Gulf has received feedback from its customers that the requirement to remain on the RSVP rate for a minimum of one year can be a deterrent to customers who are interested in the program.  Gulf believes that since the program entails a new concept for purchasing electricity, some customers are unsure whether or not they want to make a one-year commitment.  Gulf states that most of the customers that sign the RSVP agreement are satisfied, and remain on the program.

 

Gulf installs the energy management equipment at the customer’s residence at no charge upon the customer’s initial request for RSVP service.  If the same customer requests service at the same residence under the RSVP rate after returning to the RS rate, they will be charged $179 for re-installation costs.  In addition, the tariff includes a $109 charge for removal of the equipment if a customer elects to return to the RS rate after participating in the program for a second time.  These charges are intended to cover additional installation and removal costs.  

 

Staff believes that allowing customers to take service under the RSVP rate for less than one year is appropriate.  Removal of the initial one-year participation requirement should result in a greater number of customers choosing to participate in Gulf’s AEM program.  A higher participation rate should result in greater peak demand reduction, and thus increase the conservation benefits associated with the program.  Gulf’s proposed RSVP rate schedule and associated agreement revisions should therefore be approved.

           
Issue
2:  Should this docket be closed?

Recommendation:  Yes.  If Issue 1 is approved, this tariff should become effective on January 18, 2005.  If a protest is filed within 21 days of the issuance of the order, the tariff should remain in effect with any revenues held subject to refund pending resolution of the protest.  If no timely protest is filed, this docket should be closed upon the issuance of a consummating order. (Brown)

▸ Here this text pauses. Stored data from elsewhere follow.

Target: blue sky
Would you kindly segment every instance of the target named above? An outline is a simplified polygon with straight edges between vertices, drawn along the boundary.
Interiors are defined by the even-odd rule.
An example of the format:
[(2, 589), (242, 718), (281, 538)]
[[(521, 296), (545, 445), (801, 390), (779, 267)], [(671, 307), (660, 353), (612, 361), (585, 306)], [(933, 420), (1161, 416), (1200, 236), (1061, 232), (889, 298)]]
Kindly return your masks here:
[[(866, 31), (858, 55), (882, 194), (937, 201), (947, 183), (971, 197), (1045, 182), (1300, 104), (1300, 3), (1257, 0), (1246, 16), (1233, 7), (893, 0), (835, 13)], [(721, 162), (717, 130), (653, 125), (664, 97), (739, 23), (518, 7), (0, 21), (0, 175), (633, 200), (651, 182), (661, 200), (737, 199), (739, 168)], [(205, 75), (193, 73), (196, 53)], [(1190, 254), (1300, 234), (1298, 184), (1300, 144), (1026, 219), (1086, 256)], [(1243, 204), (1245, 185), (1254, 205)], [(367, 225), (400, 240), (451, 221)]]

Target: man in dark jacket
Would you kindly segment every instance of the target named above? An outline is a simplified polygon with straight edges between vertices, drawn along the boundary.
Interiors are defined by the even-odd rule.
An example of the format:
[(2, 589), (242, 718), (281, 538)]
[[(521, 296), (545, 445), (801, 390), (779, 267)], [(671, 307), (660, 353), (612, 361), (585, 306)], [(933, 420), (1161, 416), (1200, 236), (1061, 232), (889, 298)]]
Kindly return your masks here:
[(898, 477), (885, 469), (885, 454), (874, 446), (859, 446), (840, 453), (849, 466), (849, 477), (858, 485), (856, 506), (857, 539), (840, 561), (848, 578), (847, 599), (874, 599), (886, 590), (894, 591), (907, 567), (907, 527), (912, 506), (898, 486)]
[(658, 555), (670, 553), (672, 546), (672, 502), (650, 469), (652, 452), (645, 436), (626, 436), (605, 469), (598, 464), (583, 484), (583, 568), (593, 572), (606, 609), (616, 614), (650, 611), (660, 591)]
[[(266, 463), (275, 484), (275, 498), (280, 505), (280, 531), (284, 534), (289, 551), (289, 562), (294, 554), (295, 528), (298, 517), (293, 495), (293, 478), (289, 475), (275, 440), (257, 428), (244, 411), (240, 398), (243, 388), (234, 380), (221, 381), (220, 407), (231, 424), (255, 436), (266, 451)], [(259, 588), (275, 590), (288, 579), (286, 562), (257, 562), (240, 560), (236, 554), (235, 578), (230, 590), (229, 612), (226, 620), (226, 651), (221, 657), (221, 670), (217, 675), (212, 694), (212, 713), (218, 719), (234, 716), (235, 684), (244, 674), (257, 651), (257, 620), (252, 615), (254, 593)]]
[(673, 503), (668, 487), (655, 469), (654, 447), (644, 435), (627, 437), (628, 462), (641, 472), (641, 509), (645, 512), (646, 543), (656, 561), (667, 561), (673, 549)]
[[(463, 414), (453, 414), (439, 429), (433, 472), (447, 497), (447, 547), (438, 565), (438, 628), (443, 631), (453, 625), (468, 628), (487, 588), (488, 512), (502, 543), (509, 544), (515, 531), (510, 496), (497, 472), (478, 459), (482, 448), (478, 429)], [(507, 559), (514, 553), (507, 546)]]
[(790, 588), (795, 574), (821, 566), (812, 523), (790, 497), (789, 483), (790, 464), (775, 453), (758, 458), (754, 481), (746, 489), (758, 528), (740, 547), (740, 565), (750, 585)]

Staff Analysis:  If Issue 1 is approved, this tariff should become effective on January 18, 2005.  If a protest is filed within 21 days of the issuance of the order, the tariff should remain in effect with any revenues held subject to refund pending resolution of the protest.  If no timely protest is filed, this docket should be closed upon the issuance of a consummating order.